Why ONNX Matters for .NET Developers
The .NET AI stack overwhelmingly points toward cloud APIs — Azure OpenAI, Azure AI Search, Cognitive Services. But there are scenarios where cloud inference isn’t viable:
- Regulated industries that prohibit sending data to third-party APIs
- Edge devices with intermittent or no internet connectivity
- High-volume inference where API costs become unsustainable
- Latency-sensitive paths where network round-trips are unacceptable
ONNX Runtime lets you run the same models locally in C#. No Python environment. No Docker containers running Flask APIs. Pure .NET inference.
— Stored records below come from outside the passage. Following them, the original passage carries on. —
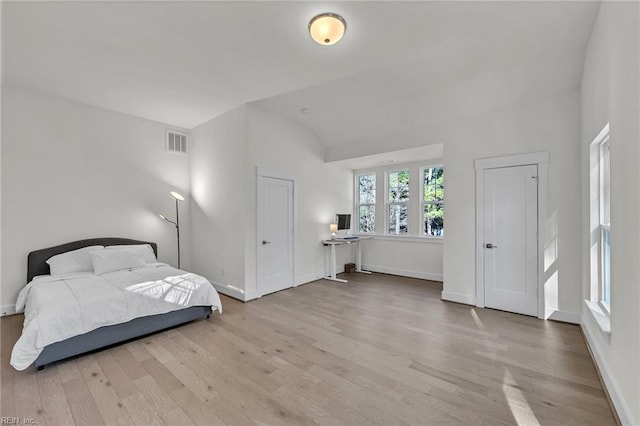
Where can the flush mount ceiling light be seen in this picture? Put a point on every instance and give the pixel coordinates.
(327, 28)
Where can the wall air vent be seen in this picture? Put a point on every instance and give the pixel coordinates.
(176, 142)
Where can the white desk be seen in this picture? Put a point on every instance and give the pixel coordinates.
(339, 242)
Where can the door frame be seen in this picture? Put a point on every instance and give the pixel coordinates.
(264, 173)
(541, 159)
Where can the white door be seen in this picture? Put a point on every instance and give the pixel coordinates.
(275, 234)
(510, 239)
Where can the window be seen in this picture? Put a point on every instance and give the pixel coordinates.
(600, 190)
(398, 207)
(433, 201)
(366, 207)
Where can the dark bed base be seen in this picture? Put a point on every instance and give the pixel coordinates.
(110, 335)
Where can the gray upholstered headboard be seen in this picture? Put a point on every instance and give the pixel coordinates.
(37, 260)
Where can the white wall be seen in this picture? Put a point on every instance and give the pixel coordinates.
(218, 151)
(610, 93)
(409, 255)
(71, 171)
(225, 155)
(551, 124)
(322, 190)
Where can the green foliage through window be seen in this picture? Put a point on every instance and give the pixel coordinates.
(398, 202)
(433, 201)
(367, 203)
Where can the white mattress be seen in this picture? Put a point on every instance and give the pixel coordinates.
(59, 307)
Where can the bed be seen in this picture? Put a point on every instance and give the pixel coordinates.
(71, 313)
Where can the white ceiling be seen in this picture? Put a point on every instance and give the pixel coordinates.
(400, 64)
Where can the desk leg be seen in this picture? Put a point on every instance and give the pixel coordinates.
(359, 261)
(333, 276)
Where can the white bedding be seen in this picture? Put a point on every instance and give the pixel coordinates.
(60, 307)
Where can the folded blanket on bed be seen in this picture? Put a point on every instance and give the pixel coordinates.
(59, 307)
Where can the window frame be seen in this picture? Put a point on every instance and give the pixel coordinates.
(600, 226)
(358, 204)
(423, 203)
(604, 211)
(388, 204)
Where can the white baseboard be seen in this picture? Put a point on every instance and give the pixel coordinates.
(458, 298)
(228, 290)
(252, 295)
(624, 414)
(403, 272)
(7, 310)
(565, 316)
(304, 279)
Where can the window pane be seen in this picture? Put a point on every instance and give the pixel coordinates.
(606, 183)
(367, 191)
(399, 186)
(367, 219)
(398, 214)
(433, 181)
(434, 220)
(606, 266)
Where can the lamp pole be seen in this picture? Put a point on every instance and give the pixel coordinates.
(178, 197)
(178, 232)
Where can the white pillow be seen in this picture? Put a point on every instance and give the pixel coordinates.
(144, 250)
(115, 260)
(72, 261)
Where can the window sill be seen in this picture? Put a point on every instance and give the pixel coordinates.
(406, 238)
(601, 318)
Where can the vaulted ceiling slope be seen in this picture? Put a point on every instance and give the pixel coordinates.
(401, 64)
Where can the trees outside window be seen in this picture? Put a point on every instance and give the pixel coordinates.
(433, 201)
(398, 198)
(366, 207)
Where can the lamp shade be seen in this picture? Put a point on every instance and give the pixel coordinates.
(177, 196)
(327, 28)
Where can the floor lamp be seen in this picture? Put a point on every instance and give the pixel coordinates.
(178, 197)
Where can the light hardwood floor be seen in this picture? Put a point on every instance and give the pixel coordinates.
(378, 350)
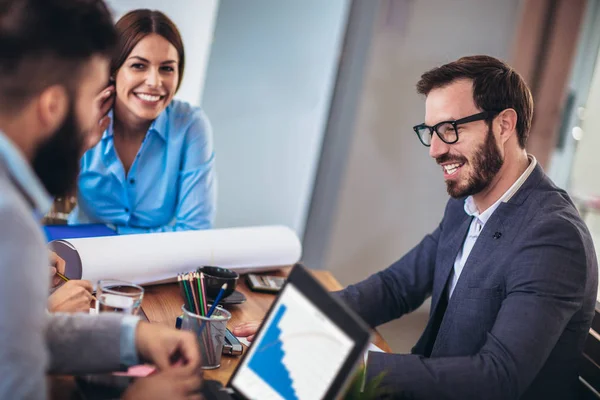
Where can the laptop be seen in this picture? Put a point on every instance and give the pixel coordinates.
(306, 348)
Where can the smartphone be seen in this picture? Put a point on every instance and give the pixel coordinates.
(265, 283)
(232, 345)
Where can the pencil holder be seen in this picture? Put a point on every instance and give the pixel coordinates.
(210, 333)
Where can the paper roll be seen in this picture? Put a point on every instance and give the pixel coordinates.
(158, 257)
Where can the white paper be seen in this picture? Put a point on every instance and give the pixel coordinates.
(155, 257)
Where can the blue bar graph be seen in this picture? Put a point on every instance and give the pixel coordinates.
(267, 362)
Running an Embedding Model
Embedding models convert text to numeric vectors. They’re essential for semantic search, RAG, and similarity matching. Here’s how to run one locally.
Step 1: Get the Model
Download an ONNX-format embedding model. The all-MiniLM-L6-v2 model from Sentence Transformers is a good starting point — 80MB, 384 dimensions, fast inference.
# Using the HuggingFace CLI (install with pip install huggingface-hub)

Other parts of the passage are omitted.